As we all know, the first of this month a crude bomb almost went off in Times Square. It was an attempted terrorist attack by a less than competent 30-year-old finance professional, an American citizen of Pakistani origin who'd recently lost his Connecticut home to foreclosure and gone radical. The man was caught 56 hours after the bomb was discovered. The hurricane of media attention lasted about two weeks. The political consequences of the attack continue, with the usual other radicals in Congress and their amen rabble on Fox seizing on the plot to declare America under attack and constitutional guarantees of due process an even bigger threat to America than terrorism.
Amazing how easily one-off dimwits with bombs can scare off the country that likes to think of itself as the strongest on the planet. That's what happens when the dimwits are Muslim and the targets are recognizably American. It's a different story when tables are reversed and Muslims are the target.
Few of you know that 10 days after the attempted terrorist attack in Times Square, an actual terrorist attack took place in Jacksonville when a firebomb exploded outside the city's biggest mosque, the Islamic Center of Northeast Florida. Some 60 worshippers were praying inside when the bomb went off and started a fire. No one was injured. The bomber is still at large.

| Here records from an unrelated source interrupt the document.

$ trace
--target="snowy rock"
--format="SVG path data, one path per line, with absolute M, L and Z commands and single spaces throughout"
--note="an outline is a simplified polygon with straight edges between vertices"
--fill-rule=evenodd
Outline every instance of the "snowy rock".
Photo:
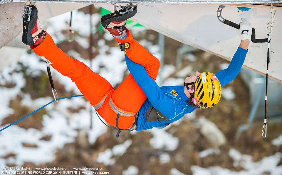
M 273 140 L 271 143 L 272 144 L 277 146 L 282 145 L 282 135 Z
M 218 148 L 209 148 L 199 152 L 199 157 L 203 158 L 212 154 L 218 155 L 220 152 L 220 150 Z
M 167 153 L 163 153 L 160 156 L 160 162 L 161 164 L 168 163 L 170 160 L 170 156 Z
M 201 132 L 215 146 L 224 145 L 226 142 L 226 138 L 222 132 L 214 123 L 210 121 L 206 120 L 202 125 Z
M 130 166 L 127 169 L 122 171 L 122 175 L 137 175 L 139 170 L 135 166 Z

The Jacksonville Times-Union did an admirable job of covering the story and editorializing against whatever anti-Islamic motives are polluting Northeast Florida. But aside from the Times-Union and a few broadcast media in the city, that terrorist attack drew almost no attention from the national media and barely more than passing mention in state newspapers. The Southern Poverty Law Center, which tracks every hate crime in the country, has yet to take note of the Jacksonville attack. The FBI is on the case, but even the $5,000 reward it put up looks half-hearted compared to the $12,000 the New York City Police Department put up in the search for the Times Square bomber. The FBI didn't put up the reward in Jacksonville until four days ago, and only when the mosque, a church and a national Islamic organization each put in $5,000 of their own.
Double standards are the collateral damage of that dumb war too many people continue to imagine as a "war on terror." You can't wage war on terror. Terror is a tactic. It's nobody's monopoly. On American soil, the terrorists-from the Oklahoma City bomber to the Fort Hood attacker to the Times Square bomber to, most likely, the Jacksonville bomber-are American. There's convenience in creating a false sense of security by identifying Islam as the evil and Americans as the good guys. But it's demonstrably not true.
The Jacksonville attack didn't happen in a vacuum. For several weeks in April and May a controversy was contrived out of the Jacksonville City Council's nomination of Parvez Ahmed to the city's Human Rights Commission. Ahmed is a Fulbright Scholar and a University of North Florida professor with decades of public service to his name, as well as a long history of condemning terrorism, starting with a September 14, 2001 letter in a Pennsylvania newspaper calling the 9/11 attacks "senseless" and any use of religious labels to describe terrorists "an affront." But Ahmed is a Muslim. Turn on the sirens.
"ACT! for America" is a hate group founded by Lebanese Islamophobe Brigitte Gabriel, who sees a terrorist beneath every turban. It's her way of selling books and making money. When her act gets cold, she scavenges a cause and cashes in on the publicity. She found one in Ahmed's nomination. Her Jacksonville chapter launched a McCarthy-era- like attack on Ahmed, concocting slanderous allegations about him having ties to terrorist groups by connecting more dregs than dots. Stupidity loves company. ACT's slanders found support on the Jacksonville city council, particularly City Councilman Don Redman, who shamed his city by demanding that Ahmed publicly "say a prayer to your God." It's only when the council began worrying that an image of intolerance might hurt business in Jacksonville that it approved the Ahmed nomination on a still-shameful 13-6 vote. One of those votes belonged to Glorious Johnson, who feared that Ahmed's nomination was dividing the city and causing others to refer to it, in her words, as "this hick town." Her vote was among the reasons why.
Less than two weeks later, Ahmed's mosque was firebombed. If the message wasn't directed exclusively at Ahmed, it certainly was at the region's 15,000 Muslims. This wasn't swastikas on a wall. It wasn't insults cowardly spat out of a speeding car. It was a firebomb. It was an act of terror against Muslims in Jacksonville. It's no different than if your local church or Times Square had been firebombed. But of course it's been different. When the target happens to be Muslim, whether it's Jacksonville or anywhere else in the world, the attack is beneath concern, because the last thing anyone wants to admit is that hate and terror have their American franchises in spades.